Hurricane Matthew Radar Predicts The Storm Could Hit Florida, Georgia, & The Carolinas Next

The path of a hurricane isn't the most predictable thing to track, but Hurricane Matthew's radar suggests it will hit the Southeastern coast of the United States later this week. The most powerful tropical storm since 2007, Matthew has already claimed the lives of at least 25 people, NBC reported. After devastating Haiti and Cuba, the storm has made its way over to parts of the Central Bahamas, but won't stop there. If you were looking for a reason to take this storm seriously, this is it, especially if you are or will be in Florida, Georgia, or the Carolinas later this week.

Hurricane Matthew is estimated to impact Florida from late Thursday to Friday, and possibly up until Saturday, The Weather Channel reported. The storm should hit Southeastern Georgia on Friday and Saturday, and the Eastern Carolinas from Friday possibly up until Sunday.

It was earlier reported that Matthew would likely hit the northern East Coast, but now, forecasters are reporting that the storm could circle off the Southeast Coast of the United States instead of heading northward. Of course, nothing is set in stone, so if you live on the northern East Coast, you should still absolutely have an evacuation plan.

Hundreds of thousands are evacuating coastal parts of southeast states in advance of Matthew's arrival. In preparation for the storm, Florida's governor, Rick Scott, announced that 1,500 members of the National Guard have been activated. And if you're trying to evacuate by car in Florida, don't worry about fees. Drivers in Florida won't be charged tolls on major roadways leading out of the region, including the Florida Turnpike, officials told NBC.

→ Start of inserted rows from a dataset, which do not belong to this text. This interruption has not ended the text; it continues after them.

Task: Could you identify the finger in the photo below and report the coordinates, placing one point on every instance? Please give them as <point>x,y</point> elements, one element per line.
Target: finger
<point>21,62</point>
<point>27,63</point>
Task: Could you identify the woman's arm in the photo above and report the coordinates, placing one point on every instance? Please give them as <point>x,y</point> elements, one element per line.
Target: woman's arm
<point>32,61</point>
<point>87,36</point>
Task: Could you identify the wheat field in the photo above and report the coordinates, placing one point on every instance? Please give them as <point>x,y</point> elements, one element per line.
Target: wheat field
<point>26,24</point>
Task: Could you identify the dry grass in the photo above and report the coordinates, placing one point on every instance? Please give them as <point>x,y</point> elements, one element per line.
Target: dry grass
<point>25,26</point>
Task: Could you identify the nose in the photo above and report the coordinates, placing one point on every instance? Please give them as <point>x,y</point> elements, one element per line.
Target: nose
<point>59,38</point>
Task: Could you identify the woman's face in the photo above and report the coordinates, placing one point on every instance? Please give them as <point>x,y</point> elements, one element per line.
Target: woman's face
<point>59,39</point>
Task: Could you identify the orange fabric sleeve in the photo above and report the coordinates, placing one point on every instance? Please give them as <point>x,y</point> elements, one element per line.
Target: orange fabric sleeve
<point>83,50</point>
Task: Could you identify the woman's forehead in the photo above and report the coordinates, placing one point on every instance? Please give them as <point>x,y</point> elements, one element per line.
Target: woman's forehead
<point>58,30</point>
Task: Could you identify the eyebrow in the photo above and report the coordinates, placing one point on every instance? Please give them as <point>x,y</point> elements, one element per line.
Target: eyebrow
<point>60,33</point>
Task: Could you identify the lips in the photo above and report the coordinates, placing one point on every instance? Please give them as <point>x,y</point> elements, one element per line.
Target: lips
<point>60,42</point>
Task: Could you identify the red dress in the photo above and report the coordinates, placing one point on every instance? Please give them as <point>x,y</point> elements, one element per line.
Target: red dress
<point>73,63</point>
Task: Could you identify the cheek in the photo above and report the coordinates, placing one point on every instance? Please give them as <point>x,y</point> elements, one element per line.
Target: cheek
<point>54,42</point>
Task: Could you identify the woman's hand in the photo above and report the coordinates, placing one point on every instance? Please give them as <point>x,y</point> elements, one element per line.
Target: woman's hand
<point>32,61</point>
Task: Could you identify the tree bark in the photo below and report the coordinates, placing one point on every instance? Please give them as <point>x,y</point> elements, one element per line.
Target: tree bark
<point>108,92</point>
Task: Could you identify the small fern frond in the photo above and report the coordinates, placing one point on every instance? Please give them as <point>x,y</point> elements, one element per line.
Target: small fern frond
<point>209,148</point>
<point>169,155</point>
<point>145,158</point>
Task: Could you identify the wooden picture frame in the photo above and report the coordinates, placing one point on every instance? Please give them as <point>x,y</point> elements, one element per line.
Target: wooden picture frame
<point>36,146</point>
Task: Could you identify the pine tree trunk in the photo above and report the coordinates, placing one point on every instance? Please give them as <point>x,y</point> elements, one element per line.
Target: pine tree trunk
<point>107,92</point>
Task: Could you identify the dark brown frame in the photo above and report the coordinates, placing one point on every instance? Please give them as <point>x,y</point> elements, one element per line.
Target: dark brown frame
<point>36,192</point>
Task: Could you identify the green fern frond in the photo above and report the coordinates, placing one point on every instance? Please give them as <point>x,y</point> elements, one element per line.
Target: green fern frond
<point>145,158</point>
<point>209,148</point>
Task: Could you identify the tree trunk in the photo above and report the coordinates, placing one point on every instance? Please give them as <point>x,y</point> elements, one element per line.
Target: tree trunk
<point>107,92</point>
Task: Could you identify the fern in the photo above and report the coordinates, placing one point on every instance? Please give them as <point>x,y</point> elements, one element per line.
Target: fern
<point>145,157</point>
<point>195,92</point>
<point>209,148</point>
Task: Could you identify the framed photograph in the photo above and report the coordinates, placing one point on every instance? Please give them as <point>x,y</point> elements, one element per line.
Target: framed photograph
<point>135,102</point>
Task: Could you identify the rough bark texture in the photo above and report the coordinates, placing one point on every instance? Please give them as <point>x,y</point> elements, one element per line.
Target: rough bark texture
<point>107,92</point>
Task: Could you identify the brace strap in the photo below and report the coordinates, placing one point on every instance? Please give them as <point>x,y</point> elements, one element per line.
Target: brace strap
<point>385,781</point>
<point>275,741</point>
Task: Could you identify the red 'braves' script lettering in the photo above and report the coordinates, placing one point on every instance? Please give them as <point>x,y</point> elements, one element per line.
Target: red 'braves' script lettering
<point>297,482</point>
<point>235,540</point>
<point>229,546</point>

The impacts of a tropical storm as forceful as Matthew can be immense. Forecasters expect huge waves, beach erosion, and coastal flooding, aside from the damage it will likely inflict upon structures along the coastline. To put this storm's power into perspective, waves could get as high as eight feet above ground level from the Sebastian Inlet to the Savannah River.

Florida's eastern coast will likely experience hurricane-force winds (which are 74 mph or more) starting Thursday night, forecasters said. More inland areas may experience tropical storm-force winds (39 mph or more). But it's important to keep in mind that both storm-force winds and hurricane-force winds can lead to structural damage, such as trees being knocked down and mass power outages, as well as rainfall flooding and tornadoes, The Weather Channel warned.

Without storm radar, tracking a storm's trajectory would be exceptionally difficult. Fortunately, forecasters use a number of tools to predict where these massive storms will travel next. For example, they track storms and collect data using satellites, reconnaissance aircraft, and balloons. They also use data, such as temperature, humidity, and wind speed to make computer forecast models. Since the data is constantly being updated, forecasts may change quite abruptly. If you're in an area that may be impacted, if could be a good idea to keep track of Matthew's whereabouts and conditions through a storm tracker.